「百万ユーロ・トリオ」と呼びたくなるキーシン/クニャーゼフ/マルコヴィチのピアノ三重奏
普段ならウェブラジオの感想をmixiに書くところですが、今日はスリリングなライヴが聞けたので表ブログの方に。
今月14日「モンペリエ音楽祭」でのシルヴィア・マルコヴィチ、アレクサンドル・クニャーゼフ、そしてエウゲニ・キーシンの3人によるピアノ・トリオの演奏(→公式サイト)を本日「France Musique」で聞いたのですが、まずキーシンがピアノ・トリオをやるというのが新鮮。キーシンの室内楽って意外というか正直ピンとこない。ネット情報だと時々やってはいるみたいですが、少なくとも私が聞くのは今回が初めて。そしてキーシンと絡むのがクニャーゼフ!あの圧倒的な存在感のチェロはキーシンと十分に渡り合えそう。そしてそんな2人と共演するヴァイオリンのマルコヴィチ。CDこそ少ないですがわたし大好きです。まだ彼女のことをご存じでない方は、YouTubeにあるサンサーンスやラロ「スペイン交響曲」をどうぞ。

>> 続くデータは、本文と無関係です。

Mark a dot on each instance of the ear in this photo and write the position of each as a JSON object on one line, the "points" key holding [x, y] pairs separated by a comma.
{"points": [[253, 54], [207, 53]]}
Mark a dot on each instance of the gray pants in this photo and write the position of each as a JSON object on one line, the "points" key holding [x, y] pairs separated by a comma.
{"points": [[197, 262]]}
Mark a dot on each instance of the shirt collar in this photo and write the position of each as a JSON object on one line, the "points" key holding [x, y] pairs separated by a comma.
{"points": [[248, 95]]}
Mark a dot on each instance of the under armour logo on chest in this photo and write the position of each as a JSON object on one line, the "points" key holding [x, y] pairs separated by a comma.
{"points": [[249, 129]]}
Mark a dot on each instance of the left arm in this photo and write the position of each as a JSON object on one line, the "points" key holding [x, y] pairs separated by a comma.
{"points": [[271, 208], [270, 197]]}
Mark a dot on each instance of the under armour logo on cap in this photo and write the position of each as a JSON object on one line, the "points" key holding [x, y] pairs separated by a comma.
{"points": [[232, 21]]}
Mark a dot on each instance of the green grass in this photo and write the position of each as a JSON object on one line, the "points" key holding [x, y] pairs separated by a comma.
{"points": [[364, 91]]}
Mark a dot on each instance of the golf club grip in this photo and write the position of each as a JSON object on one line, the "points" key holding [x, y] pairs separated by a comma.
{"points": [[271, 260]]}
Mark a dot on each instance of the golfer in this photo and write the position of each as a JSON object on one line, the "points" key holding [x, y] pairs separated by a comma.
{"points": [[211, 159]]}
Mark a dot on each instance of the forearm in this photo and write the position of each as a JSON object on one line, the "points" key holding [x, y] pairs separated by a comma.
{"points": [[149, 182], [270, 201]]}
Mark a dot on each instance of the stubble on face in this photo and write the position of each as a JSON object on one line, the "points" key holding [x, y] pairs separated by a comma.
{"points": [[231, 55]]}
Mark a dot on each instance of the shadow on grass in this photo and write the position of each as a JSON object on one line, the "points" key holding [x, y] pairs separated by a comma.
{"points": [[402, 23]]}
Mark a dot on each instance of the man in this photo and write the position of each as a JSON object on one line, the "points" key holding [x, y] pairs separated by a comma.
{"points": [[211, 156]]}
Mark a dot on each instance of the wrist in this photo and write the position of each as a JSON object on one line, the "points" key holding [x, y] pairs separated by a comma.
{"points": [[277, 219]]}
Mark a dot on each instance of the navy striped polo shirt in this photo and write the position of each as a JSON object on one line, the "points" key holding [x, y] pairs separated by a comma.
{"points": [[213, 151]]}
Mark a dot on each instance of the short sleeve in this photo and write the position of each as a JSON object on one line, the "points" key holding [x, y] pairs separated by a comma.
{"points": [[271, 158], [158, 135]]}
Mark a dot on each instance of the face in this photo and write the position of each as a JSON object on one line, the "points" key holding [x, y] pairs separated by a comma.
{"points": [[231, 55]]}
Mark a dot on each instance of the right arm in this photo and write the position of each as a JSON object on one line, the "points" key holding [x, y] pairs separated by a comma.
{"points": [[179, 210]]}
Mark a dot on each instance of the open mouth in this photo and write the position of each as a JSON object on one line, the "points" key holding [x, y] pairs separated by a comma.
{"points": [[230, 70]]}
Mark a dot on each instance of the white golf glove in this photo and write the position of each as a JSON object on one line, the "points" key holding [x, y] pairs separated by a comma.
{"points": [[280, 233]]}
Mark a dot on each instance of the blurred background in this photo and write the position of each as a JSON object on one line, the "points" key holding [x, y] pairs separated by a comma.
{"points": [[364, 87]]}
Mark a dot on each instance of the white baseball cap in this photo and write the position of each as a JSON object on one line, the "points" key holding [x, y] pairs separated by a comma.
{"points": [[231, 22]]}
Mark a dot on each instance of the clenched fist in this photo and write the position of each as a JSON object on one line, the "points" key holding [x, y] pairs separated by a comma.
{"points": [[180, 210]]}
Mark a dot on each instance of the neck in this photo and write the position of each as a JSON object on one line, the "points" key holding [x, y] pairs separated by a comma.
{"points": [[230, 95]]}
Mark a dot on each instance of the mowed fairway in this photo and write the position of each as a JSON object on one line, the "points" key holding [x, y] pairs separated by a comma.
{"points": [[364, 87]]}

ということでちょっと珍しい組み合わせの3人による室内楽だったのですが、ソリストたちの強い自己主張が良い方向に働いて、音楽に「動き」と「躍動感」を与えていましたね。メンデルスゾーン「第1番」のフィナーレは3人がお互い「煽ってる」のが伝わってきましたし。後半のチャイコフスキー「偉大な芸術家の思い出に」は、部分的には3人の個性が「モロ出し」なのに、不思議と音楽には一体感があるという。これぞ「一期一会」的室内楽の醍醐味といいますか。レコード黄金時代に「百万ドルトリオ」(ルービンシュタイン/ハイフェッツ/フォイアマン→ピアティゴルスキー)というのがありましたが、ちょっとそれを思い出しましたね。21世紀のヨーロッパなので「百万ドル」でなく「百万ユーロ・トリオ」と呼んでみたくなりました。もっとも3人のうち2人はロシア出身なのがナンですが(苦笑)。個人的にはこの3人でぜひ来日公演をお願いしたいところです。